The supervisor listens for work assigned to its machine and starts and stops worker processes as necessary based on what Nimbus has assigned to it. Each worker process executes a subset of a topology


a running topology consists of many worker processes spread across many machines.

A topology is a graph of computation. Each node in a topology contains processing logic, and links between nodes indicate how data should be passed around between nodes.


All coordination between Nimbus and the Supervisors is done through a Zookeeper cluster.

Additionally, the Nimbus daemon and Supervisor daemons are fail-fast and stateless; all state is kept in Zookeeper or on local disk.


Thrift :

Since topology definitions are just Thrift structs, and Nimbus is a Thrift service, you can create and submit topologies using any programming language.

(thrift是一个软件框架,用来进行可扩展且跨语言的服务的开发。它结合了功能强大的软件堆栈和代码生成引擎,以构建在 C++, Java, Python, PHP, Ruby, Erlang, Perl, Haskell, C#, Cocoa, JavaScript, Node.js, Smalltalk, and OCaml 这些编程语言间无缝结合的、高效的服务。)


The core abstraction in Storm is the “stream”. A stream is an unbounded sequence of tuples.
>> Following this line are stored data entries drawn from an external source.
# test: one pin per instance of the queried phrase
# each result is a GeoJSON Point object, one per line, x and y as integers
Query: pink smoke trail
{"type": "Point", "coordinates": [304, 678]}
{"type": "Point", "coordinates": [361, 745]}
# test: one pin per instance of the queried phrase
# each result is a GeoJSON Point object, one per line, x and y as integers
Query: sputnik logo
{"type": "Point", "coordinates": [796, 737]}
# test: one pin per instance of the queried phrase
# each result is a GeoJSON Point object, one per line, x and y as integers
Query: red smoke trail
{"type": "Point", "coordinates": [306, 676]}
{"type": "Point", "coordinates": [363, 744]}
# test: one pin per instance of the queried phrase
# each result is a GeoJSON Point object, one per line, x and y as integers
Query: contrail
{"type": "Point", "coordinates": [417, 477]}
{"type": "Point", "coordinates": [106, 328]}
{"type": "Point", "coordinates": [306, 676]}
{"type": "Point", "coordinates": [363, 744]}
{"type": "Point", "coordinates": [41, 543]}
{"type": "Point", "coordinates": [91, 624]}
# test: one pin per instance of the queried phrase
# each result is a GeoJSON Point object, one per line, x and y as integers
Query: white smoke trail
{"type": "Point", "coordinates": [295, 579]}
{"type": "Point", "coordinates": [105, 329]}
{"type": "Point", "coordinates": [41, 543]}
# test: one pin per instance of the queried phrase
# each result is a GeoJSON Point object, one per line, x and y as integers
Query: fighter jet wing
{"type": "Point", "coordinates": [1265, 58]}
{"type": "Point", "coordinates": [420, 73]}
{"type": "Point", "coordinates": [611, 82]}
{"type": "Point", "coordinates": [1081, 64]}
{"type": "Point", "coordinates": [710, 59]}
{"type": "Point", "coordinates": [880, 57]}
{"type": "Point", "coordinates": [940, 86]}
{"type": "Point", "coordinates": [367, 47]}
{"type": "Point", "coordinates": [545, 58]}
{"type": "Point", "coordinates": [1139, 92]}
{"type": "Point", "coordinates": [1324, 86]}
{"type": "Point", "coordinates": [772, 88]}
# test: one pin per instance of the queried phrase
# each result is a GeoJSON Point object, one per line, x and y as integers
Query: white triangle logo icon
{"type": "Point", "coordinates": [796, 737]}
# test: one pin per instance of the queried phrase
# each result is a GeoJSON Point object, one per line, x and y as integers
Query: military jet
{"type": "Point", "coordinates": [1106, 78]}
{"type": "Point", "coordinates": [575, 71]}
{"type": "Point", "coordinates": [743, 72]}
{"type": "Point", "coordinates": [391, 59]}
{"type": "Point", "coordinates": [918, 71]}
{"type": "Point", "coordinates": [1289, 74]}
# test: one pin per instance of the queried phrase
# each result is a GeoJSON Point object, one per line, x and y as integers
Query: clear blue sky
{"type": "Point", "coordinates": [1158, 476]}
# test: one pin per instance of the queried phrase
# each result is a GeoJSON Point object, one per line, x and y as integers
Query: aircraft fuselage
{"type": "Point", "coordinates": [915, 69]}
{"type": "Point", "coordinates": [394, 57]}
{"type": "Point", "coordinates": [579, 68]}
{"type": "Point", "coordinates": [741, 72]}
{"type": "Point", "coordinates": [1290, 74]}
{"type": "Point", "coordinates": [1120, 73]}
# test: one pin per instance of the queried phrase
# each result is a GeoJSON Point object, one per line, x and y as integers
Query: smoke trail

Storm provides the primitives for transforming a stream into a new stream in a distributed and reliable way.

spouts & bolts 

The basic primitives Storm provides for doing stream transformations are “spouts” and “bolts”. Spouts and bolts have interfaces that you implement to run your application-specific logic.

A spout is a source of streams (数据流的源头)

A bolt consumes any number of input streams,does some processing, and possibly emits (发送出)new streams.

Bolts can do anything from run functions, filter tuples, do streaming aggregations, do streaming joins, talk to databases, and more.


spouts 和 bolts 组成的网络,就构成了一个topology,这是提交给storm执行的高层次抽象。

A topology is a graph of stream transformations where each node is a spout or bolt.

When a spout or bolt emits a tuple to a stream, it sends the tuple to every bolt that subscribed to that stream.